It was big. It was brown. And it was ugly. But to a 12-year-old boy it really didn’t matter what it looked like. Now if the boy had been 16 it would have made all the difference in the world, but when a young man is first learning to drive, he’ll drive anything. I’m talking about my grandfather’s 1972 Ford Galaxie 500. It was the car I really learned how to drive in, and I used to drive my grandfather around the woods of south Jackson Parish so he could “look” at his timber.

My grandfather had rheumatoid arthritis and was unable to drive himself. Actually, he was unable to do much of anything so my brothers and I spent much of our teenage years helping “Papaw” do the things he was unable to do for himself. Driving was one of those things, and he always wanted somewhere to go. His going afforded me the chance to learn to drive at an early age. He would let me drive him around in that old brown car and I loved it.

I remember the first time he let me drive it by myself. I had rehearsed it in my mind how I would manipulate the situation to get to drive. I would offer to take him for a ride if he wanted, and if he were not in the mood to go riding, I would ask him to let me take the car down to the “Snow Place.” The “Snow Place” was not really a place at all. It was only a couple of miles from my grandfather’s house, and it was referred to as the “Snow” place because a family by that name used to live there (you folks who grew up in the country know how places got their names!). I hatched my plan and I went into Papaw’s room, and just like I planned he was resting.

“Papaw, want to go for a ride” I asked?

“No, not now. I’m resting,” came his reply.

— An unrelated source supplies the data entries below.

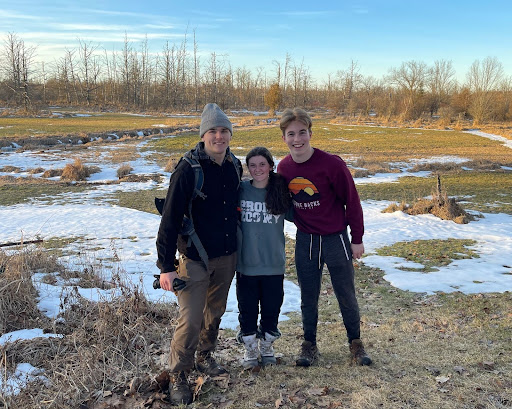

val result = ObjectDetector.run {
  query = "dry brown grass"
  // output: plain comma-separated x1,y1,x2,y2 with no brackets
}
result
0,247,62,334
60,158,100,181
0,166,21,173
43,169,63,178
117,163,133,179
1,244,512,409
0,245,176,409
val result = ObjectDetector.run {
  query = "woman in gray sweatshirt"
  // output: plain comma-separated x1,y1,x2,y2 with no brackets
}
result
236,147,292,369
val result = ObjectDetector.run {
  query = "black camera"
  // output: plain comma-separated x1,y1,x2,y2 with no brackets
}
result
153,274,187,291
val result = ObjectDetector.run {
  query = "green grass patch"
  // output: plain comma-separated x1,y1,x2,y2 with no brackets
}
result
0,113,200,138
377,239,480,273
114,190,167,214
148,120,512,165
41,236,83,257
357,171,512,214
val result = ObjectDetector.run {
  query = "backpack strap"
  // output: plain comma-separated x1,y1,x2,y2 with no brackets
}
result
180,155,208,269
229,149,242,189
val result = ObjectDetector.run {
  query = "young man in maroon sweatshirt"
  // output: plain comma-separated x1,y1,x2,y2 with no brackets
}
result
277,108,372,366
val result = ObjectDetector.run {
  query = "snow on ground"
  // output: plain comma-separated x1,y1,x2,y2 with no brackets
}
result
0,129,512,393
465,129,512,149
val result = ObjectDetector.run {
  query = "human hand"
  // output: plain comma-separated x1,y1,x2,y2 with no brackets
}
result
350,243,364,259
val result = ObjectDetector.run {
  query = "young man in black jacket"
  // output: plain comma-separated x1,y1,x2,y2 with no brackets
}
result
156,103,242,404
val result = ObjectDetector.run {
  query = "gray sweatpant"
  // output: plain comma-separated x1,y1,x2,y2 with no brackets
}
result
169,253,236,372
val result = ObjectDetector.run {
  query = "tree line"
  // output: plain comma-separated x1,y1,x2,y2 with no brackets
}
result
0,31,512,123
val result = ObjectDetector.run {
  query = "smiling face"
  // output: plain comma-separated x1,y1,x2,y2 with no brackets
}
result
283,120,313,163
247,155,271,188
202,126,231,163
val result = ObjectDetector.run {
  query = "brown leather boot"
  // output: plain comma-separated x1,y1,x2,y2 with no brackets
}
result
196,352,228,376
349,339,372,365
295,341,318,366
169,371,193,406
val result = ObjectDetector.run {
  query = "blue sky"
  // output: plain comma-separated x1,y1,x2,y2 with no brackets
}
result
0,0,512,83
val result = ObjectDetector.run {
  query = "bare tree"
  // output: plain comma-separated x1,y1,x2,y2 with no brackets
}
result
1,33,36,109
388,60,428,119
467,57,503,124
76,39,100,106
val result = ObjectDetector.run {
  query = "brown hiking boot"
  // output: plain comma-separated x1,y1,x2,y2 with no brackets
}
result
295,341,318,366
169,371,192,406
196,352,228,376
349,339,372,365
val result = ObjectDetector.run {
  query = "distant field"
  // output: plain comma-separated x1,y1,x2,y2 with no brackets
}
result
155,120,512,165
0,113,200,138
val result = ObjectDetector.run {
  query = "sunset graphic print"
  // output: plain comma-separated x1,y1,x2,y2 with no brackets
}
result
288,177,320,207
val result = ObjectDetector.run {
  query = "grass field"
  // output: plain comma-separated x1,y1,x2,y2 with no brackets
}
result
0,114,512,409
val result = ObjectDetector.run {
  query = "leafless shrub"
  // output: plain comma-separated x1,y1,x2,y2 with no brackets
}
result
410,163,461,172
61,158,100,181
464,159,501,170
350,158,398,178
0,248,62,334
382,176,475,224
382,201,409,213
0,244,177,409
28,168,44,175
117,164,133,179
164,157,180,172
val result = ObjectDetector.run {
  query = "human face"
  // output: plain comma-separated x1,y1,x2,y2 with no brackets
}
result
283,120,313,163
202,126,231,163
247,155,271,188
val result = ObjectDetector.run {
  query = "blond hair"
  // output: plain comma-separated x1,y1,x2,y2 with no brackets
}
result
279,108,313,134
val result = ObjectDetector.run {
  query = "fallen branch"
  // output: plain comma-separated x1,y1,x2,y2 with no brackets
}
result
0,239,43,247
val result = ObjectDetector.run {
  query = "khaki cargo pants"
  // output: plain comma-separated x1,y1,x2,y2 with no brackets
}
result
169,253,236,372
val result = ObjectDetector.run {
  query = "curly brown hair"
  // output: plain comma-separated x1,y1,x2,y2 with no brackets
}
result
245,146,292,215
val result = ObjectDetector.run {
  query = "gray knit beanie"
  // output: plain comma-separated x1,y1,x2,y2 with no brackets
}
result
199,103,233,138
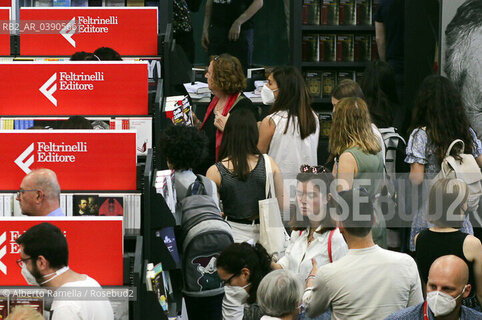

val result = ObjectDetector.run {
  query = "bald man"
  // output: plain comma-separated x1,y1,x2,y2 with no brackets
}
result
386,255,482,320
17,169,65,217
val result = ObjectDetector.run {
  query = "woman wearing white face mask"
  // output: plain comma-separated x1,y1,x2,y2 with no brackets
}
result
217,242,271,320
258,66,320,178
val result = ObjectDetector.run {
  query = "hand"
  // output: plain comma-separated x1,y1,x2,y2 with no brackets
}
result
228,21,241,41
214,113,229,131
201,30,209,51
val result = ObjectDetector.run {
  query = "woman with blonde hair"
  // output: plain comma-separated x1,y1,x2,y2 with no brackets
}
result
329,97,386,248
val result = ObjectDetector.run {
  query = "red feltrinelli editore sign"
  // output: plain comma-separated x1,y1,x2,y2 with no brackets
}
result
0,7,11,56
0,61,148,116
0,130,137,190
19,7,158,56
0,217,124,286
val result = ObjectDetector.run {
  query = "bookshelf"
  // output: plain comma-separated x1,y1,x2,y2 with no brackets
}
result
290,0,378,113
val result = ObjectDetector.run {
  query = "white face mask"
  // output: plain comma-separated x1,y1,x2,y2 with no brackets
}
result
222,284,250,320
427,287,465,317
261,84,278,105
22,264,69,286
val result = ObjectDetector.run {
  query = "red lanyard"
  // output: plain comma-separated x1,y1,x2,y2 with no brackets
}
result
423,301,428,320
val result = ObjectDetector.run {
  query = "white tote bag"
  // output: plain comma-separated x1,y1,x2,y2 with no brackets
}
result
259,154,289,260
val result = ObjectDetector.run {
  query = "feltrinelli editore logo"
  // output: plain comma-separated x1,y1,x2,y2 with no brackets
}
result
39,72,104,107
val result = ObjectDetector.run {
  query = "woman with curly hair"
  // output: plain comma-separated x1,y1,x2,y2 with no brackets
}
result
194,54,257,172
405,75,482,251
258,66,320,179
216,242,271,320
329,97,387,248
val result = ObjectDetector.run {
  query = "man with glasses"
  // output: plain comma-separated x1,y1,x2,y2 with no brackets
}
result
17,169,65,217
16,223,114,320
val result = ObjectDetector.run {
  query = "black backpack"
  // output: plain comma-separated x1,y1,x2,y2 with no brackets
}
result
181,175,233,297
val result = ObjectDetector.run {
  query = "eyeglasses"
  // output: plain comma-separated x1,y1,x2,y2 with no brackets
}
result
17,257,32,268
300,164,329,173
17,189,39,198
221,273,239,286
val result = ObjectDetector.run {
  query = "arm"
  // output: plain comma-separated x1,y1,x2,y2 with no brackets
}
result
201,0,213,51
463,235,482,301
375,21,386,61
269,157,285,212
335,152,358,192
229,0,263,41
408,162,425,185
258,117,276,153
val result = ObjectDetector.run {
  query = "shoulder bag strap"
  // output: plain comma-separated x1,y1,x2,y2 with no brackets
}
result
263,154,275,199
328,228,336,263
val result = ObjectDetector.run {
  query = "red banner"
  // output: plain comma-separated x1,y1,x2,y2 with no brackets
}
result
20,7,158,56
0,8,12,56
0,62,148,116
0,130,137,190
0,217,124,286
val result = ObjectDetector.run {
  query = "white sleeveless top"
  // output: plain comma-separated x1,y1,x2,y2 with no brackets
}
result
268,111,320,179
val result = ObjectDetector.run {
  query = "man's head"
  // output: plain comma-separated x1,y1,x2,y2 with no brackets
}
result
335,189,374,238
16,223,69,283
444,0,482,136
17,169,60,216
427,255,471,317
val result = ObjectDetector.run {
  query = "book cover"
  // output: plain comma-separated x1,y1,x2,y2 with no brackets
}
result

My plan is working I thought. Now for the clincher.

“Well, how about letting me drive down to the Snow place and back,” I asked?

“Okay, but be careful, and come straight back,” Papaw said.

I thought I had died and gone to heaven. My first solo trip. I walked out to the car (I should say floated), and with all diligence, backed the car out of the drive. I eased the big brown machine down the dusty road, around the curve, across the “branch”, and finally up the hill to the Snow place. There was a wide fork in the road at the Snow Place, and being the typical 12 year old I was, I could not resist the temptation to “cut a donut” in the middle of the fork. I hit the accelerator and around that big brown car went.

“Not a half-bad donut,” I thought as the car came to rest in the center of the road. And fun, too. Let me try that again. Once again, I stomped the accelerator, and that big brown car did the prettiest dive into the nearest ditch you have ever seen. When my heart got out of my throat, and after I said a few things a 12-year-old should never say, I got the nerve to get out and see what damage I had done. I breathed a huge sigh of relief when I discovered there was no damage. I figured no harm, no foul. So I got back in the car to back it out of the ditch. You guessed it! The car wouldn’t budge.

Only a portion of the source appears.